THE Government should consider a special investment fund to cover the cost of homeowners 'retro-fitting' their houses to make them more energy efficient.
Former Irish ambassador and head of the IIEA European thinktank Daithi O Ceallaigh urged the idea at a conference on the retro-fitting plan in Croke Park yesterday.
"Options to encourage the creation of a funding stream from savings, or indeed to encourage direct retro-fit investment in one's own building, should be explored," Mr O Ceallaigh said.
"This may be the key to driving take-up of deep retro-fit among the crucial group of early adopters and thus get things moving in the market."
Older people might well use their own savings to insulate their homes, especially with some financial incentive from the State, he said.
"The 55-plus age group has the highest level of private savings and the lowest rate of borrowings.

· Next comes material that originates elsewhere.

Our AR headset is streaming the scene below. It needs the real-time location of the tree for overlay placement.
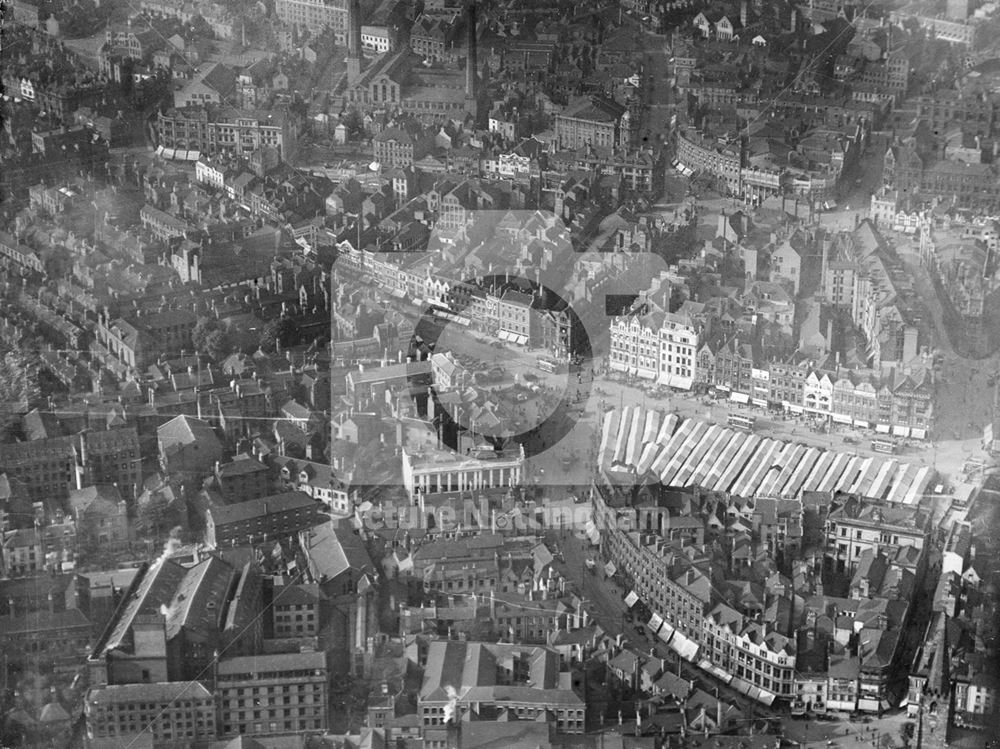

Spending on home improvements seems to be a priority for this group and survey data shows they tend to invest more in retro-fitting their homes."
Mr O Ceallaigh said the 2001 Special Savings Incentive Account (SSIA), which attracted €16bn in deposits over a five-year period, topped up with a tax credit, could provide an example.
"The success of the scheme illustrates two important principles in creating a fund from savings: a capital guarantee and an attractive rate of return," he said.
"Research conducted for the Thinking Deeper report on the project shows that the idea of creating a fund for home retro-fit created from private savings has support from homeowners.
"A key advantage of this type of proposal is that it provides access to a significant pool of capital without recourse to international money markets.
"The cost to government of seeding such a fund might be offset, to some degree, by increased DIRT and increased Exchequer returns."
The report says work to improve the energy efficiency of buildings through retro-fit has been a rare source of growth for the construction industry, with some 3,000 jobs being created.
The Home Energy Savings scheme run by the Sustainable Energy Authority of Ireland (SEAI) has worked on 115,000 households, at a cost of €400m.
Grants for retro-fitting are due to be phased out by 2014 and the search is on for alternatives to Exchequer funding.
The joint report, by the IIEA (Institute of International and European Affairs) and the SEAI, says banks and institutional investors are uncomfortable with lending for extensive residential retrofit in the absence of an established track record demonstrating the value of these investments.
Householders are also reluctant to invest, due to issues around length of tenure, financing and lack of information regarding suitable energy saving measures, and financing issues.They generally do not consider borrowing to invest in home retrofit and nearly all upgrades are funded from savings, the report finds.